Audiologist Dr. Maegan Mapes says the cochlea is a part of the inner ear which receives sound waves and converts those sound waves into a neural impulse and transmits that information up the auditory pathway to the brain. There are hair cells in the cochlea that transmit those sound waves and sometimes there are not enough functioning hair cells or there is a lack of proper nerve function.
“If that nerve has nothing left there to send the information up, it doesn’t matter how powerful the hearing aid is at that point in time. Sometimes there’s really nothing left there to carry the information up the brain,” Mapes said.
A cochlear implant is an electrical device. A portion is surgically implanted in the ear. There are two different external devices patients can choose to wear.
“There is a magnet here talking to the magnet here. What is happening is a regular hearing aid is picking up on an acoustic signal and amplifying the acoustic signal, indicating that the nerve has something there to move the acoustic signal up to the brain. If that nerve has nothing, this electrode is picking up on the acoustic signal and making it an electrical signal. This is an electrical impulse that is going into the nerve and electrically pulsing where the sounds are,” Mapes said.
“I can’t even tell you. He has made such leaps and bounds with them. It’s amazing,” said Dana Golloto.
Christian was born with mild to moderate hearing loss. Initially he used hearing aids. Mom Dana says over the years Christian’s hearing became progressively worse.
“There came a point where I was standing behind him during play, he was on a bike, and I would say something to him and with his hearing aids on I recognized he was not hearing me,” she said.
The Cherry Hill resident was eventually diagnosed with severe hearing loss in both ears, making him eligible for the implants.
A patient must qualify for a cochlear implant, says the doctor. An extensive two-hour evaluation is performed. Hearing thresholds are measured and speech understanding is tested — a patient is asked to repeat single words and full sentences in a quiet setting and again in an environment with background noise. Percentage scores are given and those numbers are used to determine candidacy.
The qualifications vary between children and adults, says the doctor.
“An example: for an adult for Medicare to be able qualify them is they cannot understand more than 30 percent of what’s being said or they will not qualify for the device,” Mapes said.
Christian’s had his implants for about two and a half years. Mom Dana says he now reads at grade level and can do fourth grade math in John F. Kennedy Elementary’s Deaf and Hard of Hearing classroom. She remembers the December day he first used his implants. Santa Claus came to town.

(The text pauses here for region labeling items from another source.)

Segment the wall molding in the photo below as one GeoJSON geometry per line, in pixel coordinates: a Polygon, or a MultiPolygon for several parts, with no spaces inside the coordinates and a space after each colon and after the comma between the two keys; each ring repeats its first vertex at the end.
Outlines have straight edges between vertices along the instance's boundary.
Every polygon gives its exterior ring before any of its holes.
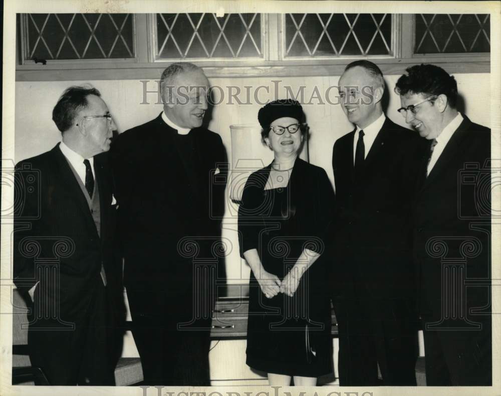
{"type": "MultiPolygon", "coordinates": [[[[315,61],[267,61],[259,65],[248,62],[200,62],[207,77],[274,78],[340,76],[350,62],[359,57],[345,59],[317,59],[315,61]]],[[[385,75],[402,74],[406,68],[419,63],[433,63],[448,73],[490,73],[490,55],[481,56],[429,56],[412,58],[372,59],[385,75]]],[[[16,81],[60,81],[96,80],[157,79],[169,62],[123,63],[68,62],[43,65],[19,65],[16,81]]]]}

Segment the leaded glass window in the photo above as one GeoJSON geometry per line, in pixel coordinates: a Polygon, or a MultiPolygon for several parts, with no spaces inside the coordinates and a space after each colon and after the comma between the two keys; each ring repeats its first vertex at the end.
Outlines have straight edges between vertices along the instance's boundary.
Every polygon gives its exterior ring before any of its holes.
{"type": "Polygon", "coordinates": [[[391,55],[390,14],[289,14],[288,57],[391,55]]]}
{"type": "Polygon", "coordinates": [[[488,14],[416,14],[415,54],[490,52],[488,14]]]}
{"type": "Polygon", "coordinates": [[[156,14],[156,58],[262,58],[261,15],[156,14]]]}
{"type": "Polygon", "coordinates": [[[132,14],[29,14],[22,20],[25,60],[135,57],[132,14]]]}

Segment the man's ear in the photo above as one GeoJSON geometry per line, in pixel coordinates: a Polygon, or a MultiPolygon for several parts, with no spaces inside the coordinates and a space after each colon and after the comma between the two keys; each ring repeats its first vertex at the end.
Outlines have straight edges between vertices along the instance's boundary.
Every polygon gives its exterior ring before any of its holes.
{"type": "Polygon", "coordinates": [[[435,105],[440,113],[443,113],[445,111],[448,103],[448,101],[447,99],[447,96],[443,94],[440,94],[435,99],[435,105]]]}
{"type": "Polygon", "coordinates": [[[378,87],[374,91],[374,102],[378,103],[383,99],[383,94],[384,92],[384,89],[382,87],[378,87]]]}
{"type": "Polygon", "coordinates": [[[87,118],[81,118],[78,122],[76,124],[76,127],[78,129],[79,133],[82,136],[87,136],[87,118]]]}
{"type": "Polygon", "coordinates": [[[162,88],[162,100],[164,106],[172,109],[174,107],[175,99],[173,87],[164,86],[162,88]]]}

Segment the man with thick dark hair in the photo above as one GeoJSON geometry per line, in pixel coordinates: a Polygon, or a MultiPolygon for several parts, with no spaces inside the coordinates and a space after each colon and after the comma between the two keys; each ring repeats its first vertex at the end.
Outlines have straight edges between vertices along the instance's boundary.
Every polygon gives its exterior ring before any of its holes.
{"type": "Polygon", "coordinates": [[[395,89],[399,111],[427,144],[413,230],[426,383],[489,385],[490,130],[457,111],[456,81],[445,70],[406,71],[395,89]]]}
{"type": "Polygon", "coordinates": [[[145,384],[209,385],[226,153],[202,70],[172,64],[161,88],[163,111],[111,152],[132,332],[145,384]]]}
{"type": "Polygon", "coordinates": [[[385,116],[377,65],[350,63],[339,85],[343,109],[355,126],[336,140],[332,157],[340,384],[416,385],[409,221],[419,139],[385,116]]]}
{"type": "Polygon", "coordinates": [[[123,294],[105,152],[115,126],[85,87],[65,91],[53,119],[62,141],[16,167],[14,283],[30,308],[30,358],[51,385],[114,385],[123,294]]]}

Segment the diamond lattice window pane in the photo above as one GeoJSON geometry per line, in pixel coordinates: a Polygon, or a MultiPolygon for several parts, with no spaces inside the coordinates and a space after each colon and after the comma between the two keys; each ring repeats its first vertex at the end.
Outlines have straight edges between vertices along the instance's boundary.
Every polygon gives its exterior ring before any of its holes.
{"type": "Polygon", "coordinates": [[[23,16],[26,59],[134,58],[134,18],[128,14],[23,16]]]}
{"type": "Polygon", "coordinates": [[[415,54],[490,52],[488,14],[416,14],[415,54]]]}
{"type": "Polygon", "coordinates": [[[285,28],[286,57],[392,53],[388,14],[289,14],[285,28]]]}
{"type": "Polygon", "coordinates": [[[262,57],[259,14],[156,15],[158,59],[262,57]]]}

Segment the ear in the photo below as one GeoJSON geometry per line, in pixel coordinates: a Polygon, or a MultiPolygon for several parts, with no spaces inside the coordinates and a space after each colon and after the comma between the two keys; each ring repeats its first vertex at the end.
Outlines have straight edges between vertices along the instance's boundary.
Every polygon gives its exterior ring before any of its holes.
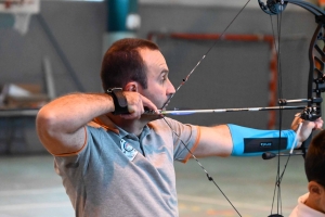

“It was that very day that he got turned on and two blocks away the fire truck sounded and he knew Santa was coming. I can’t tell you the tears. Everyone in the family was crying. Even he was crying,” Dana said.
Christian remembers the day fondly too.
“And then I heard it and then I went outside,” he said.
What was it like to hear it? “Excited and happy,” he said.
A cochlear implant isn’t reversible and the doctor says it could potentially cause further damage to the cochlea. Although the internal device isn’t typically taken out, a patient has the option to not use it. As Christian grows up, Dana’s happy her son has the choice.
“I was responsible to give him all of the opportunities, his opportunities, learning ASL [American Sign Language], understanding deaf culture and the opportunity with the cochlear implant to hear as others hear. If he in the future decides to live in the deaf community, he takes his cochlear implants off,” she said.
For now though, Christian’s next big decision is what song he wants to listen to next.